- The Dirty Rooks before a performance at The Abbey Pub in Chicago in 2008.

Background information
- Origin: Chicago, Illinois, United States
- Genres: Rock, blues rock, booze-rock
- Years active: 2005–present
- Label: Independent
- Members: Dan Stalilonis (vocals/harmonica)Grant Gholson (guitar)Michael Bailey (guitar)Andrew Price (bass)Nathan Urbansky (drums)Tyler Wolff-Ormes (piano/organ)
- Past members: Ben HuntRonald Price Christopher PetersonAlan Bailey
- Website: www.dirtyrooks.com

= The Dirty Rooks =

The Dirty Rooks are an American rock band from Chicago, Illinois.

==History==
The band was formed by Grant Gholson and Dan Stalilonis as Moustache in 2003, but were forced to abandon the name after being booked for a gig intended for another band of the same name. After Ben Hunt and Nathan Urbansky (originally billed as Nathan Urqhuart) joined in 2005, the group changed its name to The Dirty Rooks. According to band members, the name comes from the slang use of the word "rook" meaning to swindle or cheat and derived from the thieving, magpie-like tendencies of the common rook.

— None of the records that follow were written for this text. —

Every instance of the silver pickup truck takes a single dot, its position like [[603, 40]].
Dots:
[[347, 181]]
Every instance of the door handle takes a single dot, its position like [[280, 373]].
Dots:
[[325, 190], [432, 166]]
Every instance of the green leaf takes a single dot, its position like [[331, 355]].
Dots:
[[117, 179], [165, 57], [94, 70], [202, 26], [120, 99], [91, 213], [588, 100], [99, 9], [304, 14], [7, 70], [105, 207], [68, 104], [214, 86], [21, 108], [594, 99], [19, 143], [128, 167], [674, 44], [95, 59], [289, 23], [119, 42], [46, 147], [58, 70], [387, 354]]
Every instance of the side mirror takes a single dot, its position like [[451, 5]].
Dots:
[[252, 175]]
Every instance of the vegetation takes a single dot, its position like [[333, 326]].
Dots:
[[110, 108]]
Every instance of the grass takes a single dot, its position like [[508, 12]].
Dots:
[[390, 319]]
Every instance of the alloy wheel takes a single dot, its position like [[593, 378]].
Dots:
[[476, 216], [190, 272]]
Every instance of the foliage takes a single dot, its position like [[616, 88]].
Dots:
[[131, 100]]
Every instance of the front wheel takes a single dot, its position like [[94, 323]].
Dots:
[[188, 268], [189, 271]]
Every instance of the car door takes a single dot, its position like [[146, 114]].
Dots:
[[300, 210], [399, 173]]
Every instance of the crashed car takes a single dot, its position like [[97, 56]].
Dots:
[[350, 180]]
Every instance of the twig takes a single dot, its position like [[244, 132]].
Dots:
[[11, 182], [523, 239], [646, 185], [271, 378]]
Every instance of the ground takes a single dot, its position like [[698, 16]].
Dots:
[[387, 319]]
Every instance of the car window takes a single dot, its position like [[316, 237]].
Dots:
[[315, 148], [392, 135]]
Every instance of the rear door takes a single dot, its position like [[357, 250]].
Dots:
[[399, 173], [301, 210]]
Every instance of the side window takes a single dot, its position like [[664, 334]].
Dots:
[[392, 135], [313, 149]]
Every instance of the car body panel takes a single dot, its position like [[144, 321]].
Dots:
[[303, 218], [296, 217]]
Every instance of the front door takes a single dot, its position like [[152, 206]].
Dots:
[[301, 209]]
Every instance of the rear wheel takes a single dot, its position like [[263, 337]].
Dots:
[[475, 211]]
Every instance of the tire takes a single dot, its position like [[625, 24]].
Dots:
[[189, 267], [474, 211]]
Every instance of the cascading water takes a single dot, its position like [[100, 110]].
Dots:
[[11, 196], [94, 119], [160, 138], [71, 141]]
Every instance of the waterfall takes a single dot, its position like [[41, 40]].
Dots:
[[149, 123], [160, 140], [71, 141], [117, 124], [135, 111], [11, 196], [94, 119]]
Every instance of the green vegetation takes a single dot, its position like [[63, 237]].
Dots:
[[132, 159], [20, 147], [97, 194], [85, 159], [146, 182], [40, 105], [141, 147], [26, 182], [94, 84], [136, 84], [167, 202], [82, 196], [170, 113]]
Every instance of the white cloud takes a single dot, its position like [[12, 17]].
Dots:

As they played in various small clubs in Chicago, The Dirty Rooks began receiving notice as a classic blues-rock revival group similar to The Black Crowes. In 2007 they were Top 20 finalists in the Lollapalooza Last Band Standing contest, nearly winning a performance slot at the festival.

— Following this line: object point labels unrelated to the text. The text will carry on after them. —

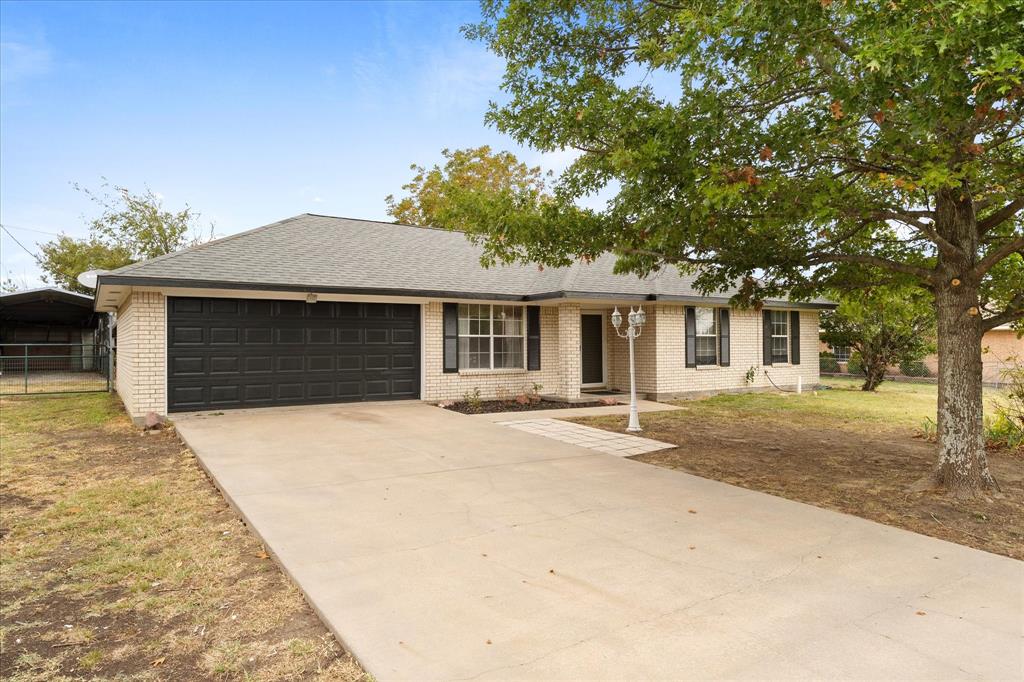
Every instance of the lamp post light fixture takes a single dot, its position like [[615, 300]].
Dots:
[[636, 320]]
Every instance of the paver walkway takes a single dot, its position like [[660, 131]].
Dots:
[[442, 547], [621, 444]]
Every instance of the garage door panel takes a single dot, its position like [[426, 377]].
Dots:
[[257, 393], [187, 336], [320, 336], [320, 364], [403, 361], [350, 336], [239, 352], [224, 306], [186, 305], [224, 365], [223, 335]]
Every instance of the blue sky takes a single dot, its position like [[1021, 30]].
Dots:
[[249, 113]]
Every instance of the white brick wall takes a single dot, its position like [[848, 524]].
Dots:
[[745, 351], [440, 386], [141, 368], [569, 364]]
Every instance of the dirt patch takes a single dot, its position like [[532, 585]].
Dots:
[[488, 407], [121, 559], [864, 474]]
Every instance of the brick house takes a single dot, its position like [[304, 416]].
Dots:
[[324, 309]]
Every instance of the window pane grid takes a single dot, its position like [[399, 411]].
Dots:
[[706, 346], [492, 336], [779, 336]]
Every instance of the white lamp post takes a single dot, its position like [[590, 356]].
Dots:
[[636, 322]]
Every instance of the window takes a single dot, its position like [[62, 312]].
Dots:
[[491, 337], [707, 336], [779, 336]]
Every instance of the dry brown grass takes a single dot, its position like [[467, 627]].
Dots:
[[119, 558], [843, 450]]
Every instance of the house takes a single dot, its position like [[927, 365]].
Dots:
[[49, 323], [325, 309]]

Guitarist Michael Bailey joined in 2008, and after sitting in with the band for several years, keyboardist Alan Bailey joined as an official member in 2010. Bailey left the band in 2012.

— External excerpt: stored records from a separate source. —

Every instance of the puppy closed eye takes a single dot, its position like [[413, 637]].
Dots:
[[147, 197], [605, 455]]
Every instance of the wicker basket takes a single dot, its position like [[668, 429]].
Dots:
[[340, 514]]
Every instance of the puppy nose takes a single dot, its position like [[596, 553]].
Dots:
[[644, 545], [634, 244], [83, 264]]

After a lengthy hiatus, bassist Christopher Peterson joined in 2015, joined by drummer Ronnie Price and keyboardist Tyler Wolff-Ormes in 2016. Returning to the Chicago club scene later that year, the band released a holiday single, "A Very Dirty Christmas," in December. Both Peterson and Price left the band in 2018 and 2019, respectively. Andrew Price replaced Peterson on bass, and original drummer Nate Urbansky returned to finish recording a new studio album, The Camel, the band's fourth.

The Dirty Rooks have played with well-known acts like The Steepwater Band, The Waco Brothers, Jon Langford, Lez Zeppelin, Foghat, and Blue Öyster Cult.

== Style and influences ==
The Dirty Rooks have been described as "booze rock," blues rock, and classic rock. Band members cite several classic rock and blues acts as integral to their sound, including Joe Cocker, the Faces, and the Band. Their music has been compared to classic-rock artists such as The Rolling Stones, The Faces, and Led Zeppelin.

==Albums==

===The Dirty Rooks===
The band released its eponymous first album in 2007. Tom Lynch of Newcity said of the album, "rock 'n' roll hasn't been this drunk in a while." It went on to become a top seller in the pub rock genre on CD Baby.

===Sugar Mama===
In 2010 the band released a second album, titled Sugar Mama. The album and concert celebrating its release were recommended by several media outlets covering the Chicago music scene, including Centerstage, RedEye/Metromix, Newcity, and A.V. Chicago. Like its predecessor, it became a top seller on CD Baby.

===This Is Grand===
2012 saw the release of the band's 3rd album, This Is Grand. The album was recorded at Kingsize Sound Lab on Chicago's West Side. It was the second time The Dirty Rooks recorded with producer Mike Hagler (Wilco, Neko Case), along with Jon Langford (Waco Brothers, The Mekons), and James Elkington (The Zincs, The Horse's Ha). The topical progression of the songs on the album form a narrative arc moving from self-defeating selfishness (Death in the Afternoon; Slow) to self-actualization through empathy (Popular; When It's Love/And It's Love). It was given a favorable review in the Illinois Entertainer.

===The Camel===
The band's fourth album, The Camel, was released in the summer of 2020. It was produced by Packy Lundholm (I Fight Dragons) and mastered by Collin Jordan at The Boiler Room (Kanye West, Buddy Guy). Due to the fact that it was recorded over a two-year span—during which time the band experienced several line-up changes—the album ranges over multiple genres and features no particular "sound;" indeed, the title self-consciously acknowledges the inefficiencies of design by committee (as reflected in the expression "a camel is a horse designed by a committee.") It marks the band's most political music to date, with songs critical of Donald Trump and Trumpism, the dehumanizing effects of personal technology, and the erosion of social bonds by modern individualism and late capitalism.